A complete Boyer-Moore implementation is lengthy, but the central idea is straightforward.

def shiftAmount
  (table : Std.HashMap Char Nat)
  (c : Char)
  (j : Nat)
  : Nat :=

  match table.get? c with
  | none => j + 1
  | some pos =>
      if pos < j then
        j - pos
      else
        1

The shift depends on the mismatching character and its position within the pattern.

Correctness

Boyer-Moore only shifts to positions that could still produce a valid match.

The Bad Character Rule preserves alignments consistent with the observed character.
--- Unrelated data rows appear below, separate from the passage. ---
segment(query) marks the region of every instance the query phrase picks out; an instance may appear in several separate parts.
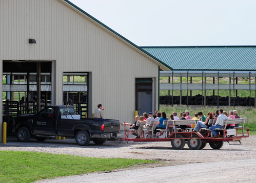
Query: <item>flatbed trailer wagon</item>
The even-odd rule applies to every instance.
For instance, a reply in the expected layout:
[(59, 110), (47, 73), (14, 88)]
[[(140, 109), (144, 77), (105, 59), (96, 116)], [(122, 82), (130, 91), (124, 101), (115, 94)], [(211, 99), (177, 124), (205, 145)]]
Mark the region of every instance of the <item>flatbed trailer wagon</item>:
[[(210, 146), (213, 149), (219, 149), (223, 145), (224, 142), (231, 143), (239, 142), (241, 144), (241, 141), (243, 138), (249, 137), (249, 129), (244, 127), (244, 124), (247, 122), (247, 118), (241, 118), (233, 120), (226, 120), (223, 121), (224, 127), (219, 129), (219, 132), (221, 134), (218, 138), (213, 138), (212, 134), (209, 128), (203, 128), (201, 131), (193, 131), (193, 128), (189, 125), (195, 125), (198, 121), (197, 120), (169, 120), (164, 121), (163, 125), (166, 125), (165, 129), (160, 129), (160, 132), (165, 132), (165, 138), (146, 138), (144, 136), (144, 132), (147, 131), (153, 133), (154, 129), (157, 126), (157, 122), (151, 121), (148, 124), (151, 126), (151, 129), (143, 129), (141, 138), (129, 138), (130, 130), (128, 125), (125, 123), (125, 136), (121, 138), (120, 140), (127, 142), (171, 142), (172, 147), (175, 149), (182, 149), (186, 143), (190, 149), (202, 149), (209, 143)], [(214, 120), (209, 120), (208, 124), (213, 125)], [(228, 125), (231, 124), (240, 124), (238, 127), (227, 129)], [(137, 125), (144, 125), (137, 122)], [(181, 129), (179, 125), (186, 125), (187, 128)], [(170, 133), (169, 132), (170, 127), (172, 127)], [(128, 128), (127, 128), (128, 127)], [(134, 131), (134, 130), (133, 130)]]

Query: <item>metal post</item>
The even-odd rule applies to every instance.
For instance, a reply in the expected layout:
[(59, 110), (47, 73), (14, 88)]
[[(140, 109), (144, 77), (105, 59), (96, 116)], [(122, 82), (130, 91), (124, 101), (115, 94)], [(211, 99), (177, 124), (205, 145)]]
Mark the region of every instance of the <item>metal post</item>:
[(37, 111), (38, 112), (41, 110), (41, 63), (36, 63), (36, 92), (37, 93), (37, 97), (36, 101)]
[(256, 77), (254, 78), (254, 107), (256, 107)]
[(204, 100), (204, 105), (206, 105), (206, 83), (207, 83), (207, 81), (206, 81), (206, 77), (205, 77), (205, 100)]
[(233, 106), (234, 107), (234, 72), (233, 72)]
[(188, 105), (188, 71), (187, 71), (187, 108)]
[[(190, 77), (190, 84), (192, 84), (192, 77)], [(192, 89), (190, 89), (190, 97), (192, 97)]]
[(204, 105), (204, 72), (202, 72), (202, 106)]
[(218, 97), (217, 97), (217, 107), (219, 108), (219, 71), (218, 72)]
[[(168, 83), (169, 84), (170, 84), (170, 76), (168, 76)], [(170, 96), (170, 90), (169, 89), (168, 89), (168, 96)]]
[(181, 77), (181, 79), (180, 79), (181, 81), (180, 81), (180, 105), (181, 105), (182, 104), (182, 77)]
[(231, 88), (230, 88), (230, 85), (231, 85), (231, 77), (229, 77), (228, 78), (228, 84), (229, 84), (229, 89), (228, 89), (228, 106), (230, 106), (230, 102), (231, 102)]
[[(213, 77), (212, 81), (212, 84), (215, 84), (215, 77)], [(212, 92), (212, 95), (214, 96), (215, 95), (215, 90), (213, 89)]]
[(249, 106), (251, 108), (251, 72), (249, 72)]
[(171, 88), (171, 106), (173, 107), (173, 71), (171, 73), (171, 80), (172, 85)]

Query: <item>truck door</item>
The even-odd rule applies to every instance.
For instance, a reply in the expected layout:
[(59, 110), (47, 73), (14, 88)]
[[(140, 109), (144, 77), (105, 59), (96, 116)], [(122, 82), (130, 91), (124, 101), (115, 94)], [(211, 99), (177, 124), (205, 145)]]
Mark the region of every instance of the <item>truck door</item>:
[(39, 112), (34, 124), (34, 133), (39, 135), (55, 135), (56, 109), (46, 107)]

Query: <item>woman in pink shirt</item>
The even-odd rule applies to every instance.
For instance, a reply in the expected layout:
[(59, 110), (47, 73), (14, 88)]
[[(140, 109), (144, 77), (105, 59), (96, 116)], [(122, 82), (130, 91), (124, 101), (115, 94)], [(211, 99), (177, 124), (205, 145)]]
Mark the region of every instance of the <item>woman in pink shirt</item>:
[(188, 110), (186, 110), (185, 111), (185, 113), (186, 114), (186, 120), (191, 120), (191, 118), (190, 118), (190, 116), (189, 116), (189, 111)]
[[(229, 118), (231, 118), (232, 119), (235, 119), (235, 117), (234, 117), (234, 116), (233, 115), (233, 112), (232, 110), (229, 110), (228, 113), (229, 113)], [(229, 128), (234, 128), (235, 127), (235, 124), (231, 124), (230, 125), (227, 125), (226, 129), (229, 129)]]

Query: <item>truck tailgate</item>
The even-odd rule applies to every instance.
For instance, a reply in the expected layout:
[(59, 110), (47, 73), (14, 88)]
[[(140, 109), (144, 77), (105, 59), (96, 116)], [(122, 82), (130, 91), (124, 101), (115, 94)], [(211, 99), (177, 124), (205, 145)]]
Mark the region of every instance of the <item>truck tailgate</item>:
[(105, 133), (111, 133), (119, 131), (120, 123), (119, 120), (104, 121), (104, 131)]

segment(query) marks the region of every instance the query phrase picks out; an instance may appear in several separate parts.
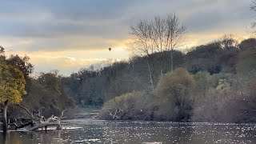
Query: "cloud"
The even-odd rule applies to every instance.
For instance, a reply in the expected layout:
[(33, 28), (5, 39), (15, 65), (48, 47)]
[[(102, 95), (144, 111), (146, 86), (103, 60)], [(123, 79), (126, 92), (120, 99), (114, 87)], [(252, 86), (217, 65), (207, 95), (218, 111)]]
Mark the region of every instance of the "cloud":
[(188, 27), (185, 47), (225, 34), (246, 35), (254, 21), (250, 6), (249, 0), (4, 1), (0, 45), (30, 55), (37, 71), (69, 74), (99, 59), (128, 58), (130, 26), (157, 15), (179, 16)]

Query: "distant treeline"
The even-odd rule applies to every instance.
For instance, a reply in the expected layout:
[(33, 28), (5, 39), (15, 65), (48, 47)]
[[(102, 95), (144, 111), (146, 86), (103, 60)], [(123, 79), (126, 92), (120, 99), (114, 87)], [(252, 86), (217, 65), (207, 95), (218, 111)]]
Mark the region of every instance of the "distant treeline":
[(62, 78), (78, 105), (103, 106), (102, 119), (256, 121), (256, 39), (226, 37), (186, 53), (174, 50), (82, 69)]
[(38, 78), (31, 78), (34, 66), (29, 60), (27, 56), (7, 58), (5, 49), (0, 46), (0, 107), (9, 100), (8, 118), (29, 118), (17, 104), (31, 111), (40, 110), (46, 117), (58, 115), (62, 110), (74, 106), (74, 101), (65, 92), (58, 73), (41, 73)]

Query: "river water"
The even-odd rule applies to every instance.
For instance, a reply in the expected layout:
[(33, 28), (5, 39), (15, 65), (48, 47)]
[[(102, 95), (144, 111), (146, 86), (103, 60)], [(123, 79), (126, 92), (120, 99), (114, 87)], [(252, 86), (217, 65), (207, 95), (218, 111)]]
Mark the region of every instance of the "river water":
[(70, 120), (63, 128), (9, 132), (0, 143), (256, 143), (256, 124)]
The Good Suffix Rule preserves alignments consistent with the already matched suffix.

Therefore:

  • No valid occurrence is skipped.
  • Every reported occurrence is a genuine match.

Correctness follows from the fact that every discarded alignment is provably impossible.

Complexity Analysis

Let:

Symbol Meaning
n Text length
m Pattern length

Preprocessing

Operation Complexity
Bad character table O(m)
Good suffix table O(m)
Case Complexity
Best case O(n / m)
Average case Sublinear
Worst case O(nm)

Modern variants improve worst-case guarantees.

Boyer-Moore Variants

Several important descendants exist:

Algorithm Purpose
Boyer-Moore-Horspool Simpler implementation
Sunday Algorithm Improved practical performance
Turbo Boyer-Moore Better reuse of matches
Apostolico-Giancarlo Enhanced suffix handling

Many production systems use these variants rather than the original algorithm.

Comparison

Algorithm Key Idea
KMP Reuse matched prefixes
Z Algorithm Reuse prefix similarities
Rabin-Karp Compare hashes
Boyer-Moore Skip impossible regions

KMP and Z avoid redundant comparisons.

Rabin-Karp replaces comparisons with fingerprints.

Boyer-Moore takes a different path: it attempts to avoid visiting large parts of the text altogether. This idea of using mismatch information to guide aggressive skipping has influenced search systems, indexing structures, database query engines, and many later string matching algorithms.